VwSen-107828/10/Sch/Rd Linz, am 16. Dezember 2002

DVR.0690392

E R K E N N T N I S

Der unabhängige Verwaltungssenat des Landes Oberösterreich hat durch sein Mitglied Dr. Schön über die Berufung des K vom 7. August 2001, vertreten durch Rechtsanwalt, gegen das Straferkenntnis der Bezirkshauptmannschaft Schärding vom 24. Juli 2001, VerkR96-2798-2000, wegen einer Übertretung des Gefahrgutbeförderungsgesetzes 1998, zu Recht erkannt:

I. Der Berufung wird Folge gegeben und das angefochtene Straferkenntnis behoben.

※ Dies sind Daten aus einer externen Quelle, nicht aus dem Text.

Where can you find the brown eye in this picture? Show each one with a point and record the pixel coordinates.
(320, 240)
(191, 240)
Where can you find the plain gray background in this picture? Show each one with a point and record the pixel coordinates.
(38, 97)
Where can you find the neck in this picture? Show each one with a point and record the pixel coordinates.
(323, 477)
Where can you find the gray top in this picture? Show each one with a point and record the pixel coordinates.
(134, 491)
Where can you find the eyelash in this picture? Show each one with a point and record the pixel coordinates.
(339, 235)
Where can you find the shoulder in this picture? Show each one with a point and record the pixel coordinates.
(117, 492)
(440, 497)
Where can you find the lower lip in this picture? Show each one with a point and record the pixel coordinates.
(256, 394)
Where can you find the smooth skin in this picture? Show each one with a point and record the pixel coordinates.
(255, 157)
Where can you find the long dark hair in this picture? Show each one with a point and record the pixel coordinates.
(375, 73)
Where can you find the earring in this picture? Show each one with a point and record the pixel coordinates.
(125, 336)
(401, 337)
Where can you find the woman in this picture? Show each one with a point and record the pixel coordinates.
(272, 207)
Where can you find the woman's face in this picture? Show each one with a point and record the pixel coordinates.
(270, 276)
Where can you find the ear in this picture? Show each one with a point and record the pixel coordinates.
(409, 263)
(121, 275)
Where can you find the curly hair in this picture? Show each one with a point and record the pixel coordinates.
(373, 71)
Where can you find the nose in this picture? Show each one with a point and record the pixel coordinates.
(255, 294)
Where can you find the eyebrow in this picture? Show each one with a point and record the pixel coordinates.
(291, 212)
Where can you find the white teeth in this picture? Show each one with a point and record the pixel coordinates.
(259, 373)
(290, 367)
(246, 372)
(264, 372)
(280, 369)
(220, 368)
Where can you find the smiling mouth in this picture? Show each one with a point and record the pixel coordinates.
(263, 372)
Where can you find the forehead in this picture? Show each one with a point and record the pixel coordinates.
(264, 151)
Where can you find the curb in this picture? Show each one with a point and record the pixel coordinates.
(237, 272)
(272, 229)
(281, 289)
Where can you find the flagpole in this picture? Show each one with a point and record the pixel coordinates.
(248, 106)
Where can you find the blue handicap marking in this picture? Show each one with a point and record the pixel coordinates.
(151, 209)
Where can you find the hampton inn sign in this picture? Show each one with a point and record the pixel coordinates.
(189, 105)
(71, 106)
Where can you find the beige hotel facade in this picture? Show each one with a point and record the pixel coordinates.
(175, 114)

II. Es entfällt die Verpflichtung zur Leistung jeglicher Verfahrenskostenbeiträge.

Rechtsgrundlagen:

zu I.: § 66 Abs.4 AVG iVm §§ 24 und 51 VStG.

zu II.: §§ 64ff VStG.

Entscheidungsgründe:

Zu I.:

1. Die Bezirkshauptmannschaft Schärding hat mit Straferkenntnis vom 24. Juli 2001, VerkR96-2798-2000, über Herrn K, wegen der Verwaltungsübertretungen gemäß § 7 Abs.2 Z8 GGBG iVm § 27 Abs.1 Z1 GGBG iZm Rn 10260 lit.c ADR eine Geldstrafe von 10.000 S sowie für den Fall der Uneinbringlichkeit eine Ersatzfreiheitsstrafe von zehn Tagen verhängt, weil er als handelsrechtlicher Geschäftsführer und somit zur Vertretung nach außen berufenes und verwaltungsstrafrechtlich verantwortliches Organ der Firma K GesmbH, mit der Beförderungseinheit Sattelkraftfahrzeug DAF mit dem Kennzeichen (Zulassungsbesitzerin E GmbH) und Sattelanhänger Schwarzmüller mit dem Kennzeichen, gelenkt von B, 26.200 kg erwärmter flüssiger Stoff n.a.g. der Klasse 9 Z20c ADR, UN 3275, auf der A8 Innkreisautobahn von Deutschland kommend, befördert habe, wobei bei einer Kontrolle am Autobahngrenzübergang Suben etwa auf Höhe von Autobahnkilometer 75,600 festgestellt worden sei, dass die erforderliche Ausrüstung zur Durchführung der in den Sicherheitshinweisen nach Rn 10385 ADR genannten zusätzlichen und besonderen Maßnahmen nicht vollständig gewesen sei, indem ein Besen, eine Schaufel und ein Auffangbehälter nicht mitgeführt worden seien.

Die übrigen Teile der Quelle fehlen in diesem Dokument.